When we think of a contact center, we traditionally picture a building or two with a mass of people inside, all talking on phones. The whole setup - buildings, people, desks, chairs and of course telephones, computer hardware and software is a big investment that has been perhaps years in the making and costs a great deal to maintain.
The Cloud is changing this model and the costly capital investments of the past can largely be replaced by services available over the internet and paid for as needed. One particular tool that is making this adoption easier and quicker is WebRTC.
Gone are the requirements for a physical phone plugged into a legacy on-premise system. Agents can now be located wherever you like and through WebRTC the only tool they need to start working in your contact centre is a computer or tablet with a browser. A remote contact center agent simply needs to access a given url and the contact center functionality will be supplied to their screen, including the ability to make voice and video calls.

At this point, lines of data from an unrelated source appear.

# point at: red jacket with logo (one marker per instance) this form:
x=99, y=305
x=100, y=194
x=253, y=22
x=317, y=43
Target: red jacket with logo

Remote agents can become nomadic if they choose. As long as they can access the internet and have a decent connection there is no reason why they need to always be in the same location. Perfect for agents who lead a less conventional lifestyle and ideal for contact centers who value those agents' skills and want to keep hold of them.
Not only will the agent be able to talk to the customer, WebRTC capability includes video functionality which can greatly enhance the agent/customer experience and increase overall satisfaction for both. The ability for agents to co-browse with customers and colleagues further adds to the benefits offered through WebRTC; one click is all that is needed, no time consuming additional login required to a separate application.
The WebRTC function for the agent can be provided in whatever guise is required; a simple button which opens up when clicked to display a traditional keypad where the agent clicks the digits required to dial a telephone number or it might be a small entry field that displays the number that has been typed in. Regardless of display layout, the ease with which a number can be dialled is not changed.